Sam kembali membuka pintu.
“Fifi? Fifi kamu di mana?” bisik Sam mulai ribut.
Fifi berlari-lari kecil menghampiri Sam.
Sam mengenakan sebuah gaun hitam yang tampak manis di tubuhnya.
“Bagus sekali,” kata Fifi sungguh-sungguh.
“Iya, gue juga ngerasa begitu. Nyaman di badan. Lagian nggak terlalu kebuka,” kata Sam senang.
“Harganya udah sesuai budget?” tanya Fifi mengingatkan.
“Belum lihat,” kata Sam.
“Sini, aku lihat,” kata Fifi mendekat. “Satu juta delapan ratus enam puluh ribu,” gumam Fifi.
Sam langsung lemas. Kecewa. “Yah, Nggak kebeli, dong. Mahal banget. Gue nggak mau ngeluarin uang untuk baju semahal ini,” keluhnya.
“Ya, udah coba yang lain. Kan masih ada lagi,” hibur Fifi.
“Ya, deh,” sahut Sam.
Gaun yang dicoba berikutnya berpotongan kemben di bagian atas dan sedikit melebar di bagian bawah dengan bahan lemas. Ada belahan sampai dengkul di bagian bawah. Bagian atasnya dilengkapi dengan pasmina yang senada sehingga menutupi bagian atas yang terlalu terbuka, menurut versi Sam. Warnanya biru donker, membuat gaun itu tampil elegan.

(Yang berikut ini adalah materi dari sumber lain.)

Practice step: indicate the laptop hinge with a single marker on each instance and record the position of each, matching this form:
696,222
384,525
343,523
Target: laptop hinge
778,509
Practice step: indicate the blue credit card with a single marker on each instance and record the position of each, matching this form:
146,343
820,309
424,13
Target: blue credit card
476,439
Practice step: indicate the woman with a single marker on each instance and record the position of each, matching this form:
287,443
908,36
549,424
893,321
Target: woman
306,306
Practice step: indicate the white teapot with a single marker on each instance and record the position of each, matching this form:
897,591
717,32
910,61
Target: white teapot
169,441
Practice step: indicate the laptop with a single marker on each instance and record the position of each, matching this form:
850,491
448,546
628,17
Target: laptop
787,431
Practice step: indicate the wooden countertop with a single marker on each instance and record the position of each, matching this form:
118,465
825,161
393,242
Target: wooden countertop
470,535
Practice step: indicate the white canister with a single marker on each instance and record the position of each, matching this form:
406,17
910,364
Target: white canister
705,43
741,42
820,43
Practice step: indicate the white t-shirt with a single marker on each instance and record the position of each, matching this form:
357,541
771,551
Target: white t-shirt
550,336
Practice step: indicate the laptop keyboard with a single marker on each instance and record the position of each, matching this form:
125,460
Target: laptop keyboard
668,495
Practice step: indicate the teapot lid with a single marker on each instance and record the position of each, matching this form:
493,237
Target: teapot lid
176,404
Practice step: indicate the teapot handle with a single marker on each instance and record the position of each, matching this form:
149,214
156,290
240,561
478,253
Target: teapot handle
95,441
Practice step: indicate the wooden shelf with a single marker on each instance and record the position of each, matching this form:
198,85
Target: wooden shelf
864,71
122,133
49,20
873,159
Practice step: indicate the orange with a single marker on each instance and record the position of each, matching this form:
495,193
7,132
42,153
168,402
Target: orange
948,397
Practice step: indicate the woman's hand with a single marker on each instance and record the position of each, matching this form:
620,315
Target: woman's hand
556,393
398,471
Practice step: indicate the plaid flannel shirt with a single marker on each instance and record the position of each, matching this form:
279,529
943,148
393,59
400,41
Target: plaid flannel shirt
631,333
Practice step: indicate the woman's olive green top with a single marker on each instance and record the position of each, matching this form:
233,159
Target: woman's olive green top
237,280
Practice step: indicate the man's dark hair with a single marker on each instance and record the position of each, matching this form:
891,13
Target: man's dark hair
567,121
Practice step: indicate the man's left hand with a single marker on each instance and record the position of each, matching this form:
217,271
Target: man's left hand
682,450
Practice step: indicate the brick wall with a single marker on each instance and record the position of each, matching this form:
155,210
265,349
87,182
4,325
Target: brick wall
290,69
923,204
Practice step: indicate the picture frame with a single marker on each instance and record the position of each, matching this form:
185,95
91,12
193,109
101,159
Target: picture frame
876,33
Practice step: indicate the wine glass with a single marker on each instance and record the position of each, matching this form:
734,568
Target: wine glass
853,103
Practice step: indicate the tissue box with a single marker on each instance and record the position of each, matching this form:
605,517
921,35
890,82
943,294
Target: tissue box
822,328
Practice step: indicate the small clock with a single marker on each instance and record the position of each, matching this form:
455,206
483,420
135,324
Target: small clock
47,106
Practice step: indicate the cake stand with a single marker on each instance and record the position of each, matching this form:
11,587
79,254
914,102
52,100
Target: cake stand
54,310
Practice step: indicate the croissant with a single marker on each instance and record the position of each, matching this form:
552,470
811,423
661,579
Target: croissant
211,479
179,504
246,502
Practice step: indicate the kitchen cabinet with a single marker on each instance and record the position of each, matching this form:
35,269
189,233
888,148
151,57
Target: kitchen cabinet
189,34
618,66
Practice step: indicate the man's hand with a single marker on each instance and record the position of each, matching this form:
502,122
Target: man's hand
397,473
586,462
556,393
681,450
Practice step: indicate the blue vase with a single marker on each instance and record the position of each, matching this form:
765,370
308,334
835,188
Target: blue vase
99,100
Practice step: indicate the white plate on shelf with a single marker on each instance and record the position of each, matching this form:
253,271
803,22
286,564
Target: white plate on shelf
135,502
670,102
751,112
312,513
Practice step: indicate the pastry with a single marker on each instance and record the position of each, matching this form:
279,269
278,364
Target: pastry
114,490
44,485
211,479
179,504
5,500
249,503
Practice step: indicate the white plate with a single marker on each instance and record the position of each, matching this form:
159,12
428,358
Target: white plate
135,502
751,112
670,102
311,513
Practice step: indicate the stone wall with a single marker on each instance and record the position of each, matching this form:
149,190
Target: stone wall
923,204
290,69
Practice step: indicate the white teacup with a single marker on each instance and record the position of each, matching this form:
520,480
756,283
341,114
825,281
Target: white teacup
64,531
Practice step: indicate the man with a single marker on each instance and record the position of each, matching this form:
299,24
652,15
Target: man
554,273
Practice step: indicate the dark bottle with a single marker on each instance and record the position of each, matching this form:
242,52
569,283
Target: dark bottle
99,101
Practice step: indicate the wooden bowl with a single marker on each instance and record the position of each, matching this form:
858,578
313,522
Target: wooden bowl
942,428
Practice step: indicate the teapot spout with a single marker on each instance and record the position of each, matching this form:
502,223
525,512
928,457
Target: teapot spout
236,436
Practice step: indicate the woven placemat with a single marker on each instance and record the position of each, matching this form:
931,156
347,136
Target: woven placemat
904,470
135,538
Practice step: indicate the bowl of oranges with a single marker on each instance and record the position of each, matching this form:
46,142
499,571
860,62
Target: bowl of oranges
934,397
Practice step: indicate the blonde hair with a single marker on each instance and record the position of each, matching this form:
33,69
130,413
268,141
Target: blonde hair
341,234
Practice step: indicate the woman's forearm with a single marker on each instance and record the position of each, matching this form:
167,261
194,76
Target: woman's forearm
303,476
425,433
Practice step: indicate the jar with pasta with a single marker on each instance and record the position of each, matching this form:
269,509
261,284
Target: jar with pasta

“Manis. Berapa harganya?” tanya Fifi.
“Yang ini tujuh ratus tujuh puluh delapan ribu rupiah. Masih dalam kapasitas daya beli gue,” kata Sam.
“Ya, udah. Ambil saja. Kamu suka, kan? Aku juga suka. Pantes kok,” kata Fifi.
“Ya, sudah. Kalau begitu gue ambil yang ini,” jawab Sam lega. Ia sudah mulai putus asa mencoba gaun-gaun yang seakan berasal dari dunia lain.